1) Title companies are pulling back from issuing title insurance on homes that were sold in foreclosure or that were previously foreclosed. Not being able to obtain title insurance is the kiss of death for real estate transactions, as Mark Hanson, an independent housing analyst in Menlo Park, Calif., recently observed. "Title companies would be crazy to ensure title on anything remotely associated with a foreclosed property because we don't know how this is going to resolve itself."
2) This uncertainty will make it more difficult to sell or even refinance homes that were purchased while in the foreclosure pipeline. This will have an outsize impact on the market for foreclosed or distressed properties, which now make up a significant percentage of all home sales. Investors who have been snapping up distressed homes accounted for over 20% of all home sales in August, according to National Association of Realtors.
3) Buyers who are purchasing foreclosed homes now face legal challenges to their ownership and potentially even "clawback" of the property if the previous owner claims he/she was defrauded by a flawed/defective foreclosure process.
A Southern California family has already launched a potentially precedent-setting case by reoccupying their former home that they had lost to foreclosure, thwarting its sale by the lender to an investor. The family claims the foreclosure documents were fatally flawed and that their eviction was wrongful.
If a court rejects the MERS claim of ownership in a foreclosure, that could mean the owner of a mortgage has no claim to the house as collateral.
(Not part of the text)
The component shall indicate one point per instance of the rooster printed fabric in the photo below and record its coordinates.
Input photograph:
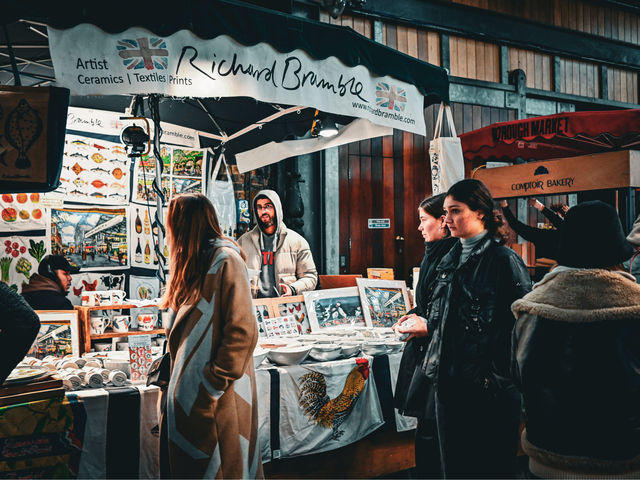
(212, 405)
(324, 406)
That conclusion could potentially reduce the value of mortgage's servicing fees to near zero.
Why does this matter? Banks count those servicing rights -- the rights to collect the interest and principal payments made on the mortgage -- as an asset. If servicing rights are in doubt, that would vaporize a key asset and revenue stream for many banks.
5) All 50 states and the District of Columbia are joining forces to investigate the legal issues raised by the foreclosure crisis. Ohio Attorney General Richard Cordray has already filed a lawsuit against one mortgage servicer, with potential damages in the billions of dollars.
If damages are collected from any servicer, then claims against others may have the benefit of precedent. The costs of battling multiple lawsuits could conceivably bankrupt banks with low reserves against losses.
6) Millions of underwater homeowners may realize they can stop paying their mortgages with no near-term consequence because the foreclosure system is frozen. While the legality and ethics of such a move can be debated, the fact remains that the incentives for underwater homeowners to stop making mortgage payments are high -- and the disincentives have now been significantly lowered.
Stories of "salt of the Earth" homeowners refusing to comply with their lenders' demands are now appearing in the blogosphere.
7) Evictions based on foreclosures can be challenged, halted, delayed or even canceled. The entire pipeline of foreclosure -- a lengthy process -- has been effectively plugged.
8) In most states, the necessary paperwork must be physically transferred when mortgage ownership is transferred from one party to another. Clearly, that has not been done in the robo-signing cases. Indeed, the entire MERS registry was intended to bypass this cumbersome and often arcane process. If the procedures were not followed, then it will take a monumentally labor-intensive cleanup to track down every owner of securitized mortgages and rebuild the properly executed chain of transferred mortgages.
These costs could weigh heavily on banks' cash flows and profits.
9) If millions of defaulted mortgages pile up awaiting some future resolution of the many issues at stake, the potential for a truly massive "shadow inventory" of unsold homes increases. That raises the unsettling possibility that a severe imbalance between a modest demand for houses from qualified buyers and an overwhelming supply of available homes will further depress prices.
10) The ultimate resolution of the crisis is unknown and unpredictable. Phrases such as "housing Armageddon" are now appearing in the mainstream financial media as commentators and legal authorities hazard guesses about how the crisis may play out. The key feature of the issue may well be that nobody knows.